PhD. Dissertation

General info
Abstract
Contents
Publications
Download
More info

[Esta página en español]


Title

Tabular Interpretation of Automata for Tree Adjoining Languages

Author

D. Miguel A. Alonso Pardo

Supervisors

Date

25 September 2000

Dissertation Committee

Grade

Sobresaliente Cum Laude


Abstract

Tree adjoining grammars are an extension of context-free grammars that use trees instead of productions as the primary representing structure and that are considered to be adequate to describe most of syntactic phenomena occurring in natural languages. These grammars generate the class of tree adjoining languages, which is equivalent to the class of languages generated by linear indexed grammars and other mildly context-sensitive formalisms.

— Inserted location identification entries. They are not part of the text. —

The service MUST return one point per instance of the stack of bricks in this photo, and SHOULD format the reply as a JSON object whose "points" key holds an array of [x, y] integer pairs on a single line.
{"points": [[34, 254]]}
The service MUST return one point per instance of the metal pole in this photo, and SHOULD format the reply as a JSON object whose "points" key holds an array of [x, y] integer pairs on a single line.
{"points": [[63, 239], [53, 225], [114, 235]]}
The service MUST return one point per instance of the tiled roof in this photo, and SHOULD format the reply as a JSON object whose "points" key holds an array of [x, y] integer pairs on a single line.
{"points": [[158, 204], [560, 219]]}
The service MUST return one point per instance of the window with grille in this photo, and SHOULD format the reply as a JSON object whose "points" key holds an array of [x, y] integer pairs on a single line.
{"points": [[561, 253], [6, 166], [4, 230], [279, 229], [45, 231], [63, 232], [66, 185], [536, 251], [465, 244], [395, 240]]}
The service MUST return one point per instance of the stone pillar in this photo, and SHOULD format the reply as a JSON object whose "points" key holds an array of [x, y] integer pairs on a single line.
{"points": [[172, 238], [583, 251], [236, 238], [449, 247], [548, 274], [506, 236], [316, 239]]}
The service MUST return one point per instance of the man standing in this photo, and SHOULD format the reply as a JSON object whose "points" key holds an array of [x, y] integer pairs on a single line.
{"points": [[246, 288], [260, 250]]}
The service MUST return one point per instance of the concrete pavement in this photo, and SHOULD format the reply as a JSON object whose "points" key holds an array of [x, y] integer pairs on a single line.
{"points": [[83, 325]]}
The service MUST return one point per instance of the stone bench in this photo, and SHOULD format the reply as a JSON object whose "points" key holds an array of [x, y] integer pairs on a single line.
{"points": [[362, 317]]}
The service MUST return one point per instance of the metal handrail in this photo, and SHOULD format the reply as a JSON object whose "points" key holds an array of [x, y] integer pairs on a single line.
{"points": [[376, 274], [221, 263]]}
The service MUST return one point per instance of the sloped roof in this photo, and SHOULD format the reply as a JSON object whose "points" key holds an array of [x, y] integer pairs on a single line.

In the first part of this dissertation, we introduce the problem of parsing tree adjoining grammars and linear indexed grammars, creating, for both formalisms, a continuum from simple pure bottom-up algorithms to complex predictive algorithms and showing what transformations must be applied to each one in order to obtain the next one in the continuum.

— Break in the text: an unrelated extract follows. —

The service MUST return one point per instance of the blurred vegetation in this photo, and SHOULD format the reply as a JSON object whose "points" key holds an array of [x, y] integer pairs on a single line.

In the second part, we define several models of automata that accept the class of tree adjoining languages, proposing techniques for their efficient execution. The use of automata for parsing is interesting because they allow us to separate the problem of the definition of parsing algorithms from the problem of their execution. We have considered the following types of automata:

Compilation schemata for these models of automata have been defined. A compilation schema allow us to obtain the set of transitions corresponding to the implementation of a parsing strategy for a given grammar.

All the presented automata can be executed in polynomial time with respect to the length of the input string by applying tabulation techniques. A tabular technique makes possible to interpret an automaton by means of the manipulation of collapsed representation of configurations (called items) instead of actual configurations. Items are stored into a table in order to be reused, avoiding redundant computations.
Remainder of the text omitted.